Innovate Finance Demands a National Anti Fraud Centre to Battle Consumer, Business Fraud

Innovate Finance, an association that advocates on behalf of the Fintech industry in the UK, has issued a statement calling on the UK government to create a National Anti-Fraud Centre to battle the financial fraud crisis. The cost of payments fraud is said to be at least £1.2 billion annually. The fraud also disproportionately impacts lower-income individuals.

In a statement today, the group outlined a plan that claims to have fraud in retreat by 2028.

Innovate Finance CEO Janine Hirt said, “Fraud accounts for over 40% of crime but very little in enforcement resources, given the size of the crisis.”

“…we urgently need a more collaborative, targeted, and effective strategy that aspires to smash fraud in the UK,” said Hirt. “This plan sets out how we can harness technology via data sharing to strengthen collaboration between industry and law enforcement. Current data sharing initiatives, while effective, operate in silos, which can make it difficult in practice. Critically, there is nothing in place with the critical mass or scale required to crush organised fraud. There is widespread agreement that establishing a National Anti Fraud Centre would be the appropriate vehicle to deliver this.”

The concept of shared liability is an essential element of the plan. Frequently, fraud begins via the various social media platforms. Yet currently, these firms have little skin in the game, and thus the penalties typically accrue to the consumer or business and the financial services firms.

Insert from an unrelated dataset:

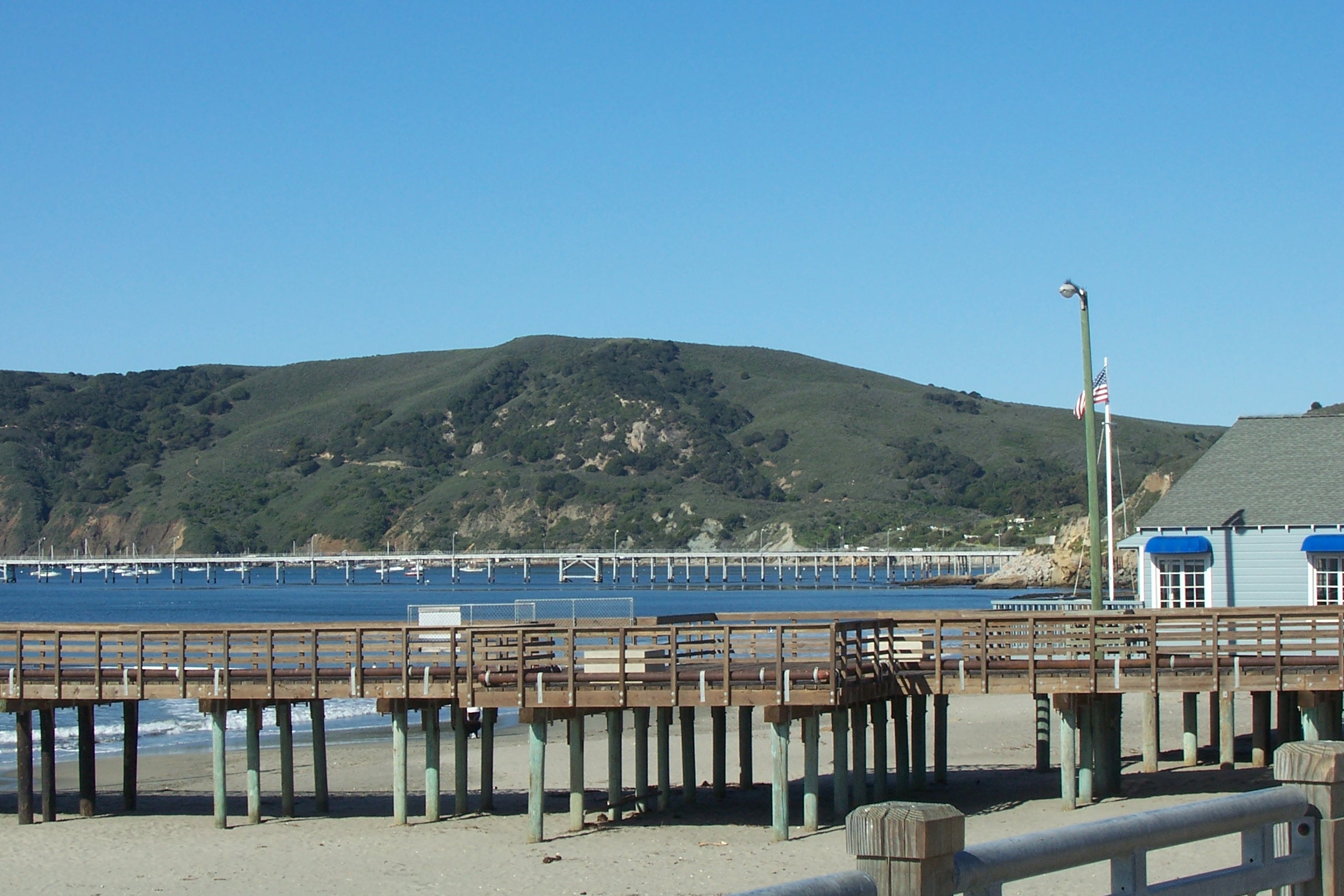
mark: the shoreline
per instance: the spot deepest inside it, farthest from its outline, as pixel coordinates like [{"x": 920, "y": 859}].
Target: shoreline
[{"x": 714, "y": 846}]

The key aspects of the Innovate Finance Plan include:

  • A world-first data sharing approach across sectors, regulators, and law enforcement industry, to industrialise the UK’s use of technology to spot and stop fraud and enable all financial firms, large and small, to access and use these solutions. This would build on the existing vibrant small-scale efforts of different data sharing initiatives in the UK.
  • Introduce shared liability for social media and telecommunications platforms for fraud originating on their platforms and networks, where most frauds occur. This includes strengthening the Online Safety Act.
  • Building a world-beating UK anti-fraud tech industry, which can create jobs and growth and export solutions

Shared liability means that big tech and social media companies will take the issue more seriously. Innovate Finance notes that currently 77% of Authorised Push Payment (APP) fraud originates online with social platforms the single largest source of fraud origination. By one estimate, fraud originating from Meta (Facebook/Instagram/WhatsApp) constitutes 60.5% of all fraud reports received.

Marko Maras, CEO at Trustfull, says the fight against fraud is a shared one, and success will only happen if financial institutions, consumers, and social media create a united front to fight the crime.

“Criminals often use the same strategies to target multiple financial institutions in quick succession. By improving data sharing on these tactics, and the suspicious phone, email, IP addresses and domains used by cybercriminals, financial institutions will be better placed to identify potential bad actors operating on their platforms – allowing for early intervention before it is too late,” said Maras. “Within the EU, we have seen similar principles being applied to prevent money laundering and terrorism financing, with Article 75 of the Anti-Money Laundering Regulation enabling greater cross-sector and cross-border information sharing to spot suspicious patterns and users faster across the financial ecosystem.”

Maras noted that concerns regarding GDPR compliance and data protection do come with increased information sharing but with adherence to data laws this sharing can clamp down on fraud while protecting consumer rights.